In [0]:
import numpy as np
from sklearn.decomposition import PCA 


In [0]:
np.random.seed(4)
m = 60
w1, w2 = 0.1, 0.3
noise = 0.1

angles = np.random.rand(m) * 3 * np.pi / 2 - 0.5
X = np.empty((m, 3))
X[:, 0] = np.cos(angles) + np.sin(angles)/2 + noise * np.random.randn(m) / 2
X[:, 1] = np.sin(angles) * 0.7 + noise * np.random.randn(m) / 2
X[:, 2] = X[:, 0] * w1 + X[:, 1] * w2 + noise * np.random.randn(m)

# PCA using Scikit-Learn

In [0]:
pca = PCA(n_components=2)
X2D = pca.fit_transform(X)

In [14]:
X2D[:5]

array([[ 1.26203346,  0.42067648],
       [-0.08001485, -0.35272239],
       [ 1.17545763,  0.36085729],
       [ 0.89305601, -0.30862856],
       [ 0.73016287, -0.25404049]])

In [23]:
X.shape

(60, 3)

It is trivial to do PCA using Scikit-Learn. But what is the algorithm behind the result? It can be explained by the sigular value decomposition.

# PCA using Numpy with SVD (sigular value decompsition)

In [0]:
X_centered = X - X.mean(axis=0)
U, s, V = np.linalg.svd(X_centered)
w2 = V.T[:, :2]

In [0]:
X2D_svd = X_centered.dot(w2)

In [18]:
X2D_svd[:5]

array([[-1.26203346, -0.42067648],
       [ 0.08001485,  0.35272239],
       [-1.17545763, -0.36085729],
       [-0.89305601,  0.30862856],
       [-0.73016287,  0.25404049]])

So we get the same result except with the opposite sign. But this brings even more questions. Why should the data be centred? Why can SVD implement PCA?

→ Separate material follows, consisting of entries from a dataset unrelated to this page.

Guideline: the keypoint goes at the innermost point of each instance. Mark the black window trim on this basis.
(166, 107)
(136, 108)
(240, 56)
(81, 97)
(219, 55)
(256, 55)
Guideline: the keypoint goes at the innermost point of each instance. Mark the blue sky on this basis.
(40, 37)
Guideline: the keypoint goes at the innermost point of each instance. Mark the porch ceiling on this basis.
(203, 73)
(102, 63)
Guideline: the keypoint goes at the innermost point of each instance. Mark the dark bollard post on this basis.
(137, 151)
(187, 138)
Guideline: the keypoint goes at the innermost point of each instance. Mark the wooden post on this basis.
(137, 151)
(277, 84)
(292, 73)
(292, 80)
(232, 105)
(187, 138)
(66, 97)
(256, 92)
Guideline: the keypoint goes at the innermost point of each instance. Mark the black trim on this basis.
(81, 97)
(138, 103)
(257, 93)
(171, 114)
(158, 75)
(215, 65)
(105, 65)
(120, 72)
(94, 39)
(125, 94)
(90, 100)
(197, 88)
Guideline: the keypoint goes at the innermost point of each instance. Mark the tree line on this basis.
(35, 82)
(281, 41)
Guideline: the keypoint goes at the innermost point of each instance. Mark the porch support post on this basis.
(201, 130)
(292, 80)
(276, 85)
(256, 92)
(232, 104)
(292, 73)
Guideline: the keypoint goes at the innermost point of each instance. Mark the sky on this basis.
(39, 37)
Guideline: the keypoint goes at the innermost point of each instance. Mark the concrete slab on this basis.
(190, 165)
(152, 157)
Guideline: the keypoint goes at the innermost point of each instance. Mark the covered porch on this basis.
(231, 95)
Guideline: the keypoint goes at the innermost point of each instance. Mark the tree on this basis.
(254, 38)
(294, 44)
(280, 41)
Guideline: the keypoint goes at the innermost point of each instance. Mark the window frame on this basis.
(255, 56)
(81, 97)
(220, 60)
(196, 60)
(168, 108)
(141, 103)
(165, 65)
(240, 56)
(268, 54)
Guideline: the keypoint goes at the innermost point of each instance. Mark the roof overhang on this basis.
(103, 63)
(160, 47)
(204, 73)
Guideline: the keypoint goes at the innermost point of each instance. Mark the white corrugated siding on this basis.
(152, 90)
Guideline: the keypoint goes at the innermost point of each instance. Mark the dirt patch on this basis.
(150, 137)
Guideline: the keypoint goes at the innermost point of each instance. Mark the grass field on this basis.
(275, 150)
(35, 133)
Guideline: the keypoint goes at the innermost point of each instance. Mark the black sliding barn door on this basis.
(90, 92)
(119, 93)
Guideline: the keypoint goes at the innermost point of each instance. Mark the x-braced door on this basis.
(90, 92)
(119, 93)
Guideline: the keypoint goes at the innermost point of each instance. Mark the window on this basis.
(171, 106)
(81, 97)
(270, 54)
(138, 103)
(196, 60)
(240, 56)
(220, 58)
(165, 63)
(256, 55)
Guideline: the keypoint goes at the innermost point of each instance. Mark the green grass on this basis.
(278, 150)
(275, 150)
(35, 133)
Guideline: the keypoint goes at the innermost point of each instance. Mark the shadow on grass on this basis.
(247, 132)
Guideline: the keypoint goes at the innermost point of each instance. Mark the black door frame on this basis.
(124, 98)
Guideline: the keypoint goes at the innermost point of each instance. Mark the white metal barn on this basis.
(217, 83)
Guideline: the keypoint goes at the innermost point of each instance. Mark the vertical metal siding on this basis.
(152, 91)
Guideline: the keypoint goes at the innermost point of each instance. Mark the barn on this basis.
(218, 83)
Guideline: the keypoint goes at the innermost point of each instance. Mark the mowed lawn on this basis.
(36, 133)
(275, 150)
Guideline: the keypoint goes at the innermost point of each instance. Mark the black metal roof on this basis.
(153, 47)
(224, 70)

# Mathematics Behind PCA with SVD

PCA is to find the axis that account for the largest amount of variance for the training set. In the above example, it is to find such an axis for the set, X. The variance of X along its first axis (column) is var(X[:,0]). 

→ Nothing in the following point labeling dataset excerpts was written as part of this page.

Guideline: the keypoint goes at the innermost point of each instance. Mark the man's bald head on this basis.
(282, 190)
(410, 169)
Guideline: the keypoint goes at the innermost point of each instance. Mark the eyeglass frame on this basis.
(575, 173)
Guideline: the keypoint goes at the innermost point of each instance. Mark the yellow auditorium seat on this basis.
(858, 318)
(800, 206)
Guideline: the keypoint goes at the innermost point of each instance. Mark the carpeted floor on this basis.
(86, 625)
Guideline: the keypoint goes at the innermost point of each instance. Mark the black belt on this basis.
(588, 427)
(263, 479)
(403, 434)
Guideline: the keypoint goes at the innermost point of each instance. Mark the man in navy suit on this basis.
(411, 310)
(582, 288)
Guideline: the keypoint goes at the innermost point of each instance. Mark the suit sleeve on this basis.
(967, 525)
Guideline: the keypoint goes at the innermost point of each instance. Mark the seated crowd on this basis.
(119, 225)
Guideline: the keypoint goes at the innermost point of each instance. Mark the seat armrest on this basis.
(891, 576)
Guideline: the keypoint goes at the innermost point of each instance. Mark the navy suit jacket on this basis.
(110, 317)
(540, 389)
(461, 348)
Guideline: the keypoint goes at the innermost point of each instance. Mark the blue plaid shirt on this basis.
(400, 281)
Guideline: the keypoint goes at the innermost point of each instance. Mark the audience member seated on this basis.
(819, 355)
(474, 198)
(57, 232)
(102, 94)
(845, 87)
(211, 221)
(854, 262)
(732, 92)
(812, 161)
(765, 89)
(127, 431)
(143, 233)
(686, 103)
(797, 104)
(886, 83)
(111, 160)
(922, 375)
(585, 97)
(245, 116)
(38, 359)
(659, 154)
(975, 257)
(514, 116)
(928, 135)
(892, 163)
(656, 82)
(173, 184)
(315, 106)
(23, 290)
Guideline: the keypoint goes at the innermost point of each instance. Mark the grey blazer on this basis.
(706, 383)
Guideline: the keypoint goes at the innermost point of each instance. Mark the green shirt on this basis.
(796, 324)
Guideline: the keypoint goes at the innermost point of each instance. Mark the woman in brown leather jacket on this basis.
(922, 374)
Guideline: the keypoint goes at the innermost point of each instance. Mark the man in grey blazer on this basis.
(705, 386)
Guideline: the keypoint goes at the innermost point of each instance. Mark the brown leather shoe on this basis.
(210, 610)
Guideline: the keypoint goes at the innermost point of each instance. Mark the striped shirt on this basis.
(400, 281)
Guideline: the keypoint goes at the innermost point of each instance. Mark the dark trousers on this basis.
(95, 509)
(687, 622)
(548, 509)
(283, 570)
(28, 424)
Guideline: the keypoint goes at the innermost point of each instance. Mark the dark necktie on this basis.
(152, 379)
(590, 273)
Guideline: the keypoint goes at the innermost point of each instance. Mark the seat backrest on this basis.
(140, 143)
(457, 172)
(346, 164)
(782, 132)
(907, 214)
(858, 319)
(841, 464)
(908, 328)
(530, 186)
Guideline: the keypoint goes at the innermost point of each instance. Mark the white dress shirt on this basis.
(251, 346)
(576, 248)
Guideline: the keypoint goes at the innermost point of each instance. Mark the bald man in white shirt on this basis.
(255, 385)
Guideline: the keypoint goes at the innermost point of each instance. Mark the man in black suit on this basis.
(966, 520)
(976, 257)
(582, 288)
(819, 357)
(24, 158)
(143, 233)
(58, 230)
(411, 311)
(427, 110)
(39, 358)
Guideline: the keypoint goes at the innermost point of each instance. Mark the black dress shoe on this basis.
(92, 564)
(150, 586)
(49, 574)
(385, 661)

The sum of all of the variance along each axis (column) are:
    
    var_total = np.trace(X_centred.T @ X_centered) = np.trace(X_centred @ X_centered.T).
Denoting the eigenvalues of (X_centred.T @ X_centered) as $\lambda_i$, then we also have

var_total = $\sum_i\lambda_i$

And the variance along an arbitrary axis can be expressed as

var = $\sum_i\alpha_i\lambda_i$ 

under the condition 

$\sum_i\alpha_i=1$.

So the largest variance can be achieived by along the eigenvector of the largest eigenvalue.

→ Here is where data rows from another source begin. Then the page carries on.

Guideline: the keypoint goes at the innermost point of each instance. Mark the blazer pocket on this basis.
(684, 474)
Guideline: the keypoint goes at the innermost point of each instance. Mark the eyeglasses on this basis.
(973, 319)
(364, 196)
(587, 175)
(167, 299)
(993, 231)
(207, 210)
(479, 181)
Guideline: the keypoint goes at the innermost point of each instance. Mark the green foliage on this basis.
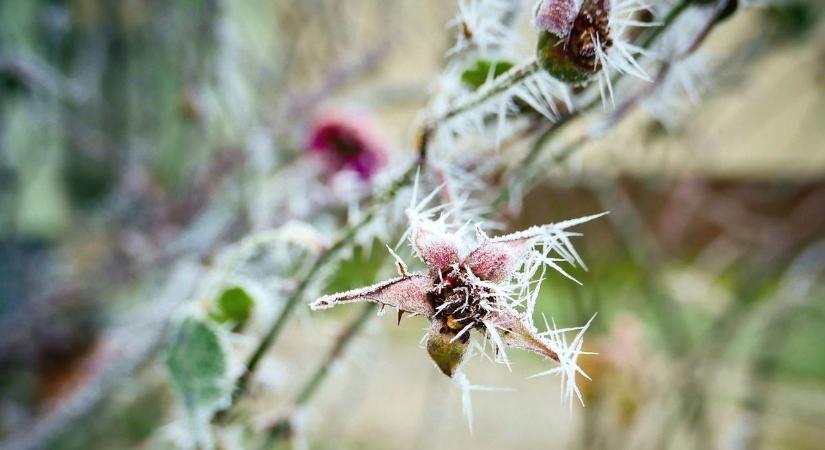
(197, 364)
(794, 19)
(233, 306)
(476, 75)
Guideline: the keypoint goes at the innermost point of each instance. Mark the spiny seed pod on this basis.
(569, 50)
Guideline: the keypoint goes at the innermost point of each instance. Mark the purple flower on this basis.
(347, 141)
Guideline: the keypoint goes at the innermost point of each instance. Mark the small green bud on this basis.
(446, 353)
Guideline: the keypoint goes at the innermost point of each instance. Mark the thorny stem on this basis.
(541, 142)
(498, 86)
(296, 296)
(282, 428)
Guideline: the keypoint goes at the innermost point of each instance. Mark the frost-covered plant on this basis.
(582, 39)
(489, 286)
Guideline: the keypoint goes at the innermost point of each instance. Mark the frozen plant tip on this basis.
(491, 290)
(580, 39)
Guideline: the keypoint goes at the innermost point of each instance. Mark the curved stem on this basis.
(496, 87)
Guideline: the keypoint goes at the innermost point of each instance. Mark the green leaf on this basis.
(476, 75)
(234, 305)
(197, 364)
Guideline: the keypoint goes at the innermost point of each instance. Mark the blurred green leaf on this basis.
(476, 75)
(198, 364)
(234, 305)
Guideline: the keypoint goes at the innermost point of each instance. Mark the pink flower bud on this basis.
(347, 140)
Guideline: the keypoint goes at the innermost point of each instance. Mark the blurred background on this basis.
(139, 139)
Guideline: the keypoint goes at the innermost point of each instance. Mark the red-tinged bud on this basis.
(574, 57)
(556, 16)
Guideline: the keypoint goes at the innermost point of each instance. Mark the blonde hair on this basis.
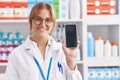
(39, 6)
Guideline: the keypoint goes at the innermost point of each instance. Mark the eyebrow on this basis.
(42, 18)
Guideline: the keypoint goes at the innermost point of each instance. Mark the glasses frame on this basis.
(48, 22)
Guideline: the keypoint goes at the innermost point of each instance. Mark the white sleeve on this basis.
(11, 73)
(73, 74)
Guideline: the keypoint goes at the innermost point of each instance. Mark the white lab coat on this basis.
(21, 65)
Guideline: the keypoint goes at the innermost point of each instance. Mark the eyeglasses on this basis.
(38, 21)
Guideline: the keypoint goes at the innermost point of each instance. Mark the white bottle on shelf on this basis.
(107, 49)
(98, 47)
(114, 49)
(74, 9)
(90, 45)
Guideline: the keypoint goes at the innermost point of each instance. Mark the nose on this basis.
(43, 23)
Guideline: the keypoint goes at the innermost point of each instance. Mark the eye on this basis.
(38, 19)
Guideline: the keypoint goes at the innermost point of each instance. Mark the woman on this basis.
(40, 57)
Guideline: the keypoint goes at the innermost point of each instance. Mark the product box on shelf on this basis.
(20, 0)
(20, 10)
(100, 7)
(6, 10)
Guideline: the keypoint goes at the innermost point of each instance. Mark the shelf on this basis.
(102, 19)
(103, 62)
(3, 64)
(25, 21)
(79, 62)
(13, 21)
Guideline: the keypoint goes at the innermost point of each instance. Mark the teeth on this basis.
(41, 29)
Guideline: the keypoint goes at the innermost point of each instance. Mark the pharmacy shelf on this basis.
(26, 21)
(102, 19)
(103, 62)
(80, 62)
(3, 64)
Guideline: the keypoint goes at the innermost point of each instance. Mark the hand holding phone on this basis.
(71, 35)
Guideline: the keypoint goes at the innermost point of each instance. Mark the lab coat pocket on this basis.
(59, 72)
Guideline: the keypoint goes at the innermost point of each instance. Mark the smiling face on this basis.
(39, 24)
(42, 19)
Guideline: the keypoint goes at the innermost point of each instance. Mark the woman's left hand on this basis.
(70, 55)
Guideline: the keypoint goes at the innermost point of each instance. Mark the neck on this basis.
(41, 43)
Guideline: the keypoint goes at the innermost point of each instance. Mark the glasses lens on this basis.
(38, 21)
(49, 22)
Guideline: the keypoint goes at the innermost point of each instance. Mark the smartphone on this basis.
(71, 35)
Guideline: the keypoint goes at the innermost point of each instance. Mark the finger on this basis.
(78, 43)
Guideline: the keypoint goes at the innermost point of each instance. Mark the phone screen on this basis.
(71, 35)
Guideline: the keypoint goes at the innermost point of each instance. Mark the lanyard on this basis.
(41, 72)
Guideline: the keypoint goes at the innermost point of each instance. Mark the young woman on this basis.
(40, 57)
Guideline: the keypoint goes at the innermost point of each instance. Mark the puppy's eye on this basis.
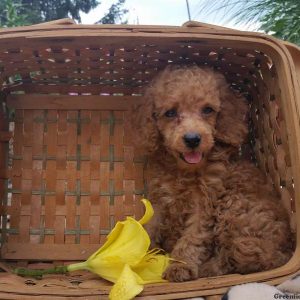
(171, 113)
(207, 110)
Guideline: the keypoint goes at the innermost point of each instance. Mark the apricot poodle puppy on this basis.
(213, 210)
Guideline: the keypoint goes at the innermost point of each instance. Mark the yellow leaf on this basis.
(127, 286)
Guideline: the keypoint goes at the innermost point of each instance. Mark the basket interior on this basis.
(69, 170)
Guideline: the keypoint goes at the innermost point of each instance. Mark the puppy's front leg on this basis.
(153, 227)
(193, 248)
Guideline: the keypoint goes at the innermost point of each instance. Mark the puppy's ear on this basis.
(232, 127)
(145, 132)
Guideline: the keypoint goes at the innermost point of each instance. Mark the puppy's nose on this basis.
(192, 140)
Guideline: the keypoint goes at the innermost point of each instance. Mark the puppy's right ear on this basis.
(145, 132)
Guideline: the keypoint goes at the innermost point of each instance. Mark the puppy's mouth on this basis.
(193, 157)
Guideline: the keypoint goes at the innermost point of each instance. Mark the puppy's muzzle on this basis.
(192, 140)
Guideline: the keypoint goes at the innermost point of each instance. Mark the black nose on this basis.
(192, 140)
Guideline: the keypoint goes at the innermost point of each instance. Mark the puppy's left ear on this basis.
(232, 127)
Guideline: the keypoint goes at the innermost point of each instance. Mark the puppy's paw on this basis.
(178, 272)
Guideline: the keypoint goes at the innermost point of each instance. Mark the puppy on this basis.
(213, 210)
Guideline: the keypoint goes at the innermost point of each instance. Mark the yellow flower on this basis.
(125, 258)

By reading the documents about np.linalg.svd, we know that "s" returned by np.linalg.svd(X_cnetered) is the vector of eigenvalues of (X_centred.T @ X_centered) or (X_centred.T @ X_centered) in the descending order. The rows in "V" are the corresponding eigenvectors. So 

X_centered.dot(V.T[:, :2]) 

is what we want for PCA with the largest two variances!